Since Load - Load/Store means the barrier requires all loads to complete before the barrier, I think it has ensured the completion of memory access, so I am confused.
(2)
In ARM Cortex-A Series Programmer’s Guide for ARMv8-A doc, it also says DSB "enforces the same ordering as the Data Memory Barrier, but has the additional effect of blocking execution of any further instructions, not just loads or stores, or both, until synchronization is complete".
Since DSB can block any instructions, what's "ST" in "DSB ST" for?
(3)
I have already knew that DSB can replace DMB safely, but in what situation should we only use "DSB", not "DMB"? what's the difference between DSB and DMB? An example should be great.
Thanks!
According to your example, only if W1 is visible to all the other PEs, can W1 be complete. Is that right?

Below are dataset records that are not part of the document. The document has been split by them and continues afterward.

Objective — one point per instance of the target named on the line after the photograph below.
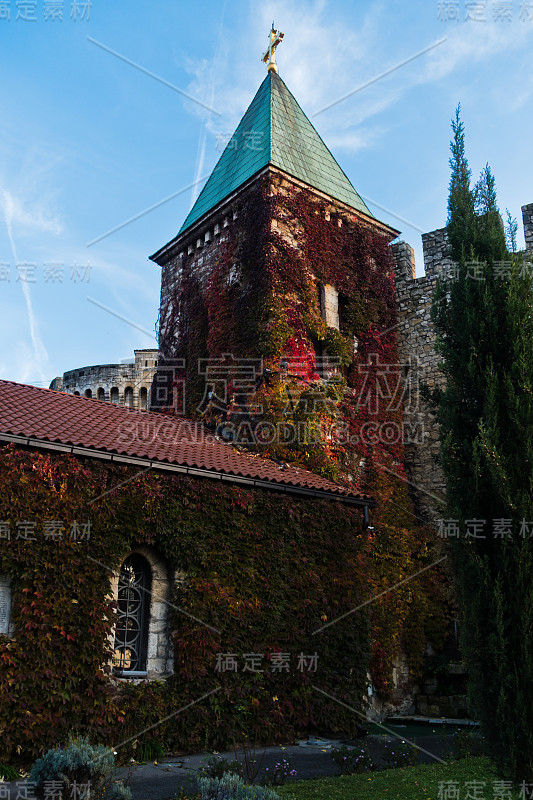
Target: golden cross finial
(270, 55)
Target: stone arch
(158, 662)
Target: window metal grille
(131, 630)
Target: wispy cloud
(315, 68)
(29, 219)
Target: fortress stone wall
(416, 339)
(126, 384)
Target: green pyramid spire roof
(275, 130)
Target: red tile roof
(106, 430)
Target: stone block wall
(527, 218)
(126, 384)
(416, 340)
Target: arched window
(133, 616)
(143, 395)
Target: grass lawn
(409, 783)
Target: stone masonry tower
(274, 154)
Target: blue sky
(88, 141)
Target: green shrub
(8, 773)
(80, 764)
(232, 787)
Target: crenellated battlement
(416, 341)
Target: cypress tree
(484, 324)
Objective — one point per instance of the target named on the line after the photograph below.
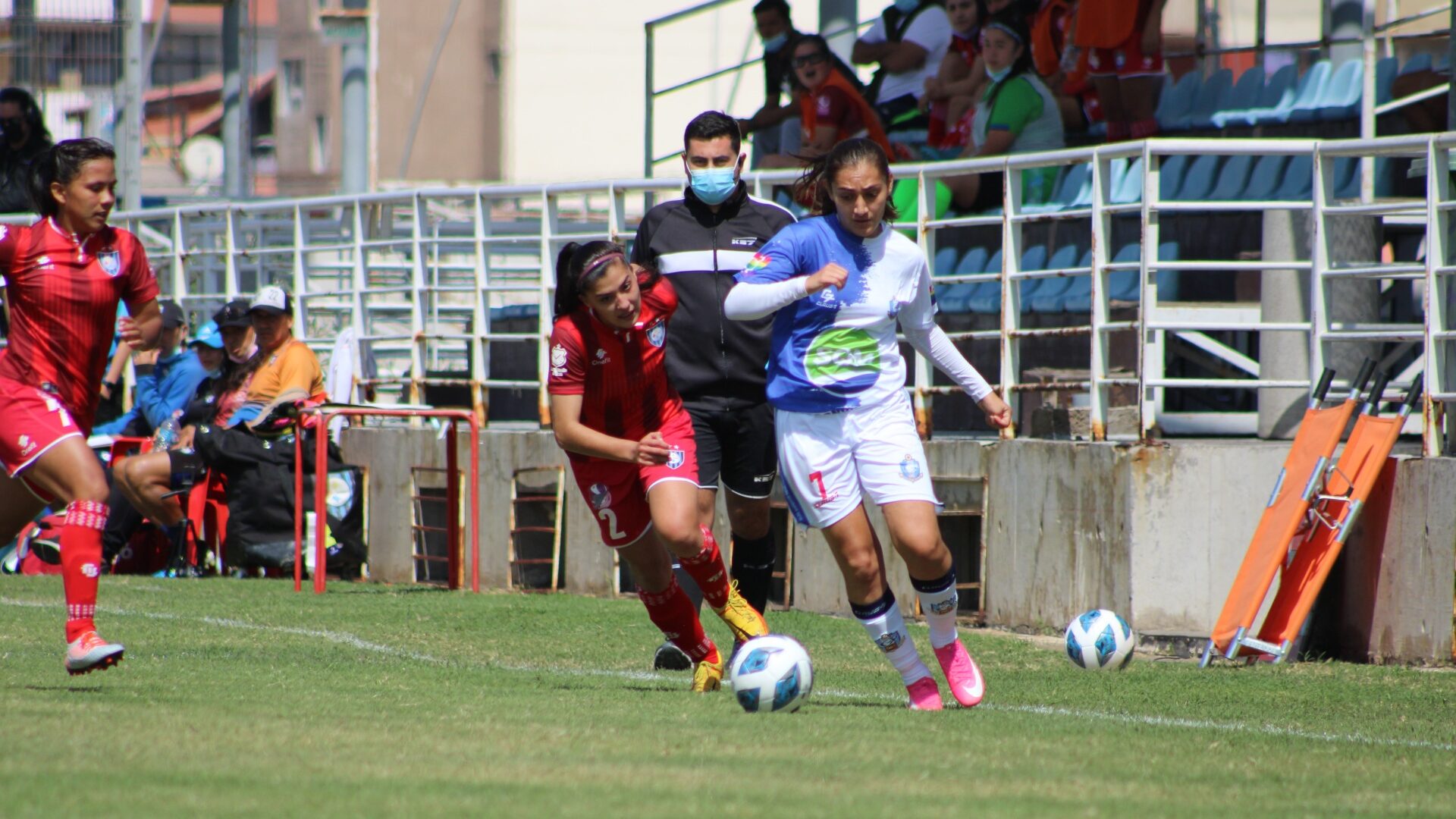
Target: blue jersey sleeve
(778, 260)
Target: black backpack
(896, 27)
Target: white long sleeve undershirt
(934, 344)
(758, 300)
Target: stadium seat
(1128, 188)
(1197, 184)
(1417, 63)
(1175, 104)
(944, 262)
(1232, 180)
(1307, 98)
(1053, 292)
(1266, 178)
(1210, 99)
(1242, 96)
(1298, 181)
(1341, 96)
(1276, 95)
(1171, 175)
(986, 300)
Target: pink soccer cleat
(962, 673)
(925, 694)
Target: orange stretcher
(1334, 516)
(1286, 512)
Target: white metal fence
(450, 289)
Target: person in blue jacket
(166, 379)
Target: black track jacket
(715, 363)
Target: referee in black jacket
(699, 242)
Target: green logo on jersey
(840, 354)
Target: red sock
(707, 569)
(673, 611)
(80, 564)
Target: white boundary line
(346, 639)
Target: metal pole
(650, 99)
(130, 114)
(235, 114)
(354, 67)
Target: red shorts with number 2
(31, 423)
(617, 491)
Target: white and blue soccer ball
(770, 673)
(1100, 640)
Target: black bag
(896, 27)
(261, 499)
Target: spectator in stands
(1125, 49)
(1015, 115)
(286, 366)
(949, 95)
(22, 139)
(166, 379)
(830, 107)
(908, 41)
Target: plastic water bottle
(165, 436)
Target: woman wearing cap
(281, 365)
(64, 278)
(166, 379)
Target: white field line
(344, 639)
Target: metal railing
(452, 287)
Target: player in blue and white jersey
(840, 283)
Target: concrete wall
(1152, 531)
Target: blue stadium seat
(1128, 188)
(1242, 96)
(1417, 63)
(944, 262)
(1053, 292)
(1277, 93)
(1210, 99)
(1197, 184)
(1343, 93)
(1175, 104)
(987, 297)
(1307, 98)
(1169, 178)
(1232, 180)
(1383, 79)
(1298, 181)
(1264, 181)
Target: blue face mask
(714, 186)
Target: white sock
(940, 611)
(887, 630)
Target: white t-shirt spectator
(930, 30)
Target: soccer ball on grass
(1100, 640)
(770, 673)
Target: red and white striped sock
(708, 570)
(673, 611)
(80, 564)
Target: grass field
(245, 698)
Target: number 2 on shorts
(612, 523)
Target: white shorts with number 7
(830, 461)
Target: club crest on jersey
(601, 496)
(109, 261)
(910, 468)
(558, 360)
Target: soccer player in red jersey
(631, 444)
(64, 276)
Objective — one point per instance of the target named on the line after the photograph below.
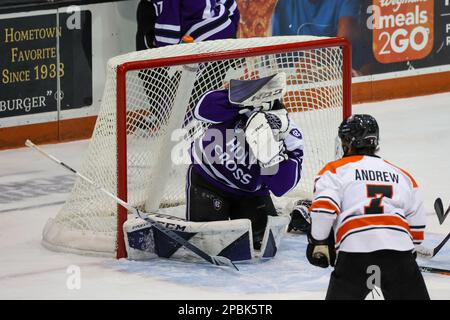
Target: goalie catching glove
(264, 134)
(260, 94)
(300, 219)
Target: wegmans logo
(402, 29)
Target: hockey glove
(279, 123)
(321, 253)
(300, 219)
(259, 136)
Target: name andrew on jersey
(374, 175)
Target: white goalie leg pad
(231, 239)
(261, 140)
(275, 229)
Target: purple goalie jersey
(223, 158)
(201, 19)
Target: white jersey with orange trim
(370, 204)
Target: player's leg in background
(255, 208)
(146, 17)
(401, 278)
(348, 280)
(203, 201)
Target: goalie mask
(264, 92)
(359, 131)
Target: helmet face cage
(359, 131)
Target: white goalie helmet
(261, 92)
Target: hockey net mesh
(160, 127)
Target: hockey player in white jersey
(370, 213)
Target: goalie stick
(216, 260)
(439, 208)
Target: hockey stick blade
(439, 208)
(439, 246)
(214, 260)
(434, 270)
(431, 252)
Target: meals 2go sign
(402, 29)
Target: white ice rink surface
(415, 134)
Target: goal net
(139, 148)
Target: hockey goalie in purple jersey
(165, 22)
(251, 149)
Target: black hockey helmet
(359, 131)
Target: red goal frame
(122, 70)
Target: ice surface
(415, 134)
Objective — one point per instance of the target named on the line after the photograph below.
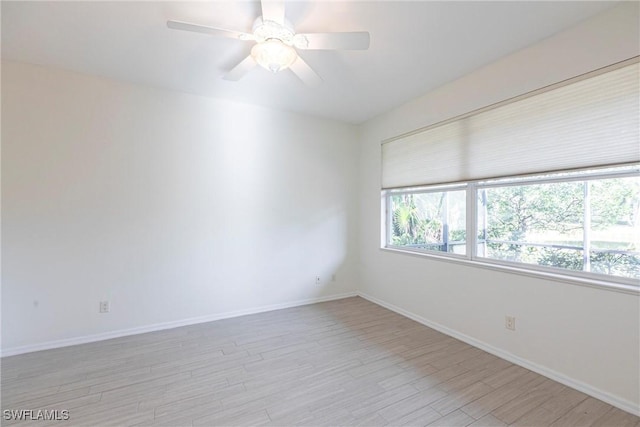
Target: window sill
(573, 280)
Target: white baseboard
(616, 401)
(12, 351)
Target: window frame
(472, 189)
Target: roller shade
(589, 121)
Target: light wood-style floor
(346, 362)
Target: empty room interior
(320, 213)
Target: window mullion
(472, 220)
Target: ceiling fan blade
(241, 69)
(185, 26)
(305, 73)
(273, 10)
(349, 41)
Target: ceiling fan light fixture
(274, 55)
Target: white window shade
(592, 121)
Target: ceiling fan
(276, 42)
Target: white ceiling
(415, 46)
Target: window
(549, 181)
(584, 222)
(428, 220)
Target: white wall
(170, 206)
(587, 337)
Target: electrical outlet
(510, 323)
(104, 307)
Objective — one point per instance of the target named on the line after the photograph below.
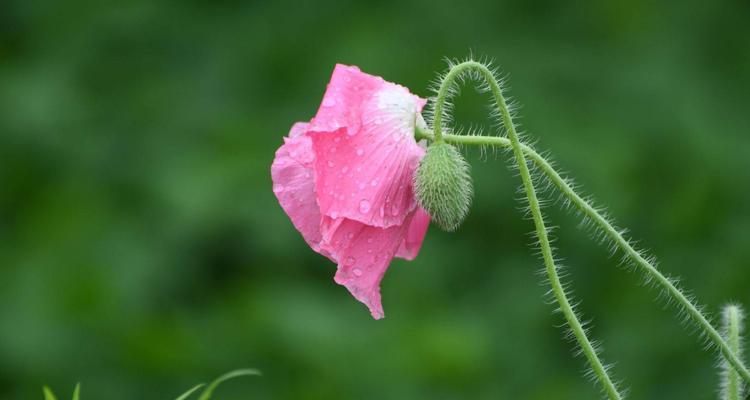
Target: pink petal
(364, 253)
(414, 235)
(366, 155)
(294, 184)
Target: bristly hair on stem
(606, 231)
(731, 387)
(440, 113)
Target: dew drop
(364, 206)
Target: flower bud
(443, 185)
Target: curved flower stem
(541, 231)
(610, 231)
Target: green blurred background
(142, 250)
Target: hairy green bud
(443, 185)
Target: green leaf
(206, 395)
(48, 395)
(191, 391)
(77, 391)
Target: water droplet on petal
(364, 206)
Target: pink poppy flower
(345, 179)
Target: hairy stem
(541, 231)
(613, 234)
(732, 329)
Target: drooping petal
(366, 155)
(414, 235)
(364, 253)
(294, 184)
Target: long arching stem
(613, 234)
(541, 231)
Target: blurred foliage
(205, 394)
(141, 247)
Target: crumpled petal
(345, 180)
(364, 253)
(293, 184)
(366, 155)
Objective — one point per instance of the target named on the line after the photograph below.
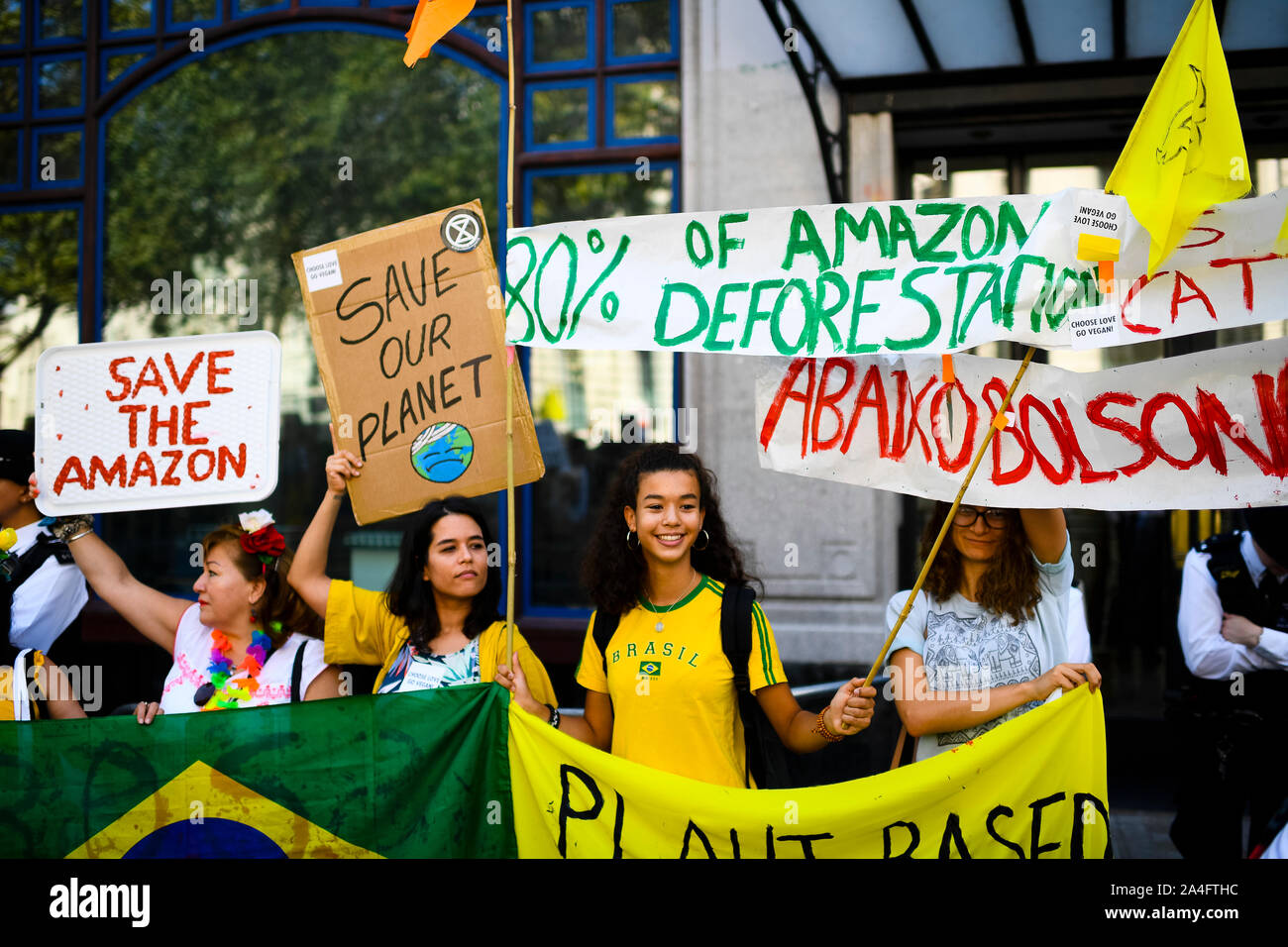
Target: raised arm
(1046, 532)
(153, 612)
(308, 571)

Do you mean that every PE /needs/ to load A, before W1 can be considered complete? Then, no. The definition of completion is not as strict (it says '/if/ a load to address...')
If the potential for reading the original (common) value (that existed before W1 clobbered A) does not exist, then W1 is complete. One of the PEs may not load A during the entire execution of the program. But if it /were/ to load A, whether it received the value from W1, or the original, would determine if W1 ever completed.
Edit: Definition 3.3
Late Edit2: The notion of visibility, that was implicitly assumed (and I failed to expose) in my descriptions, is what Arm describes as "A write W1 from an Observer is Observed-by a read R2 from a different Observer if and only if R2 Reads-from W1".
Accordingly, their definition of Completion of a Write includes a statement: "Any read to the same Location by an Observer within the shareability domain will either Reads-from W1,or Reads-from a write that is Coherence-after W1".
Here, "PE0.W1 Observed-by PE1.R2" == "PE1.R2 reads-from PE0.W1".
Any condition which requires a Coherence-after relation between the operations cannot be described by the example system, because its memory can contradict itself about the order of operations at a single location.
So,
- the clause about a load reading from a write subsequent to W1,
- the additional condition on the write completion, that "Any write to the same Location by an Observer within the shareability domain will be Coherence-after W1." ,
- the notion of visibility of a RW1 from a PE by a W2 from another PE,
these cannot be described by the example system.
The utility of the example system does not extend beyond showing that writes need propagation before they can complete, and that they might become visible to loads of other PEs at different intervals.
I have got the point. Thanks! It really helps a lot.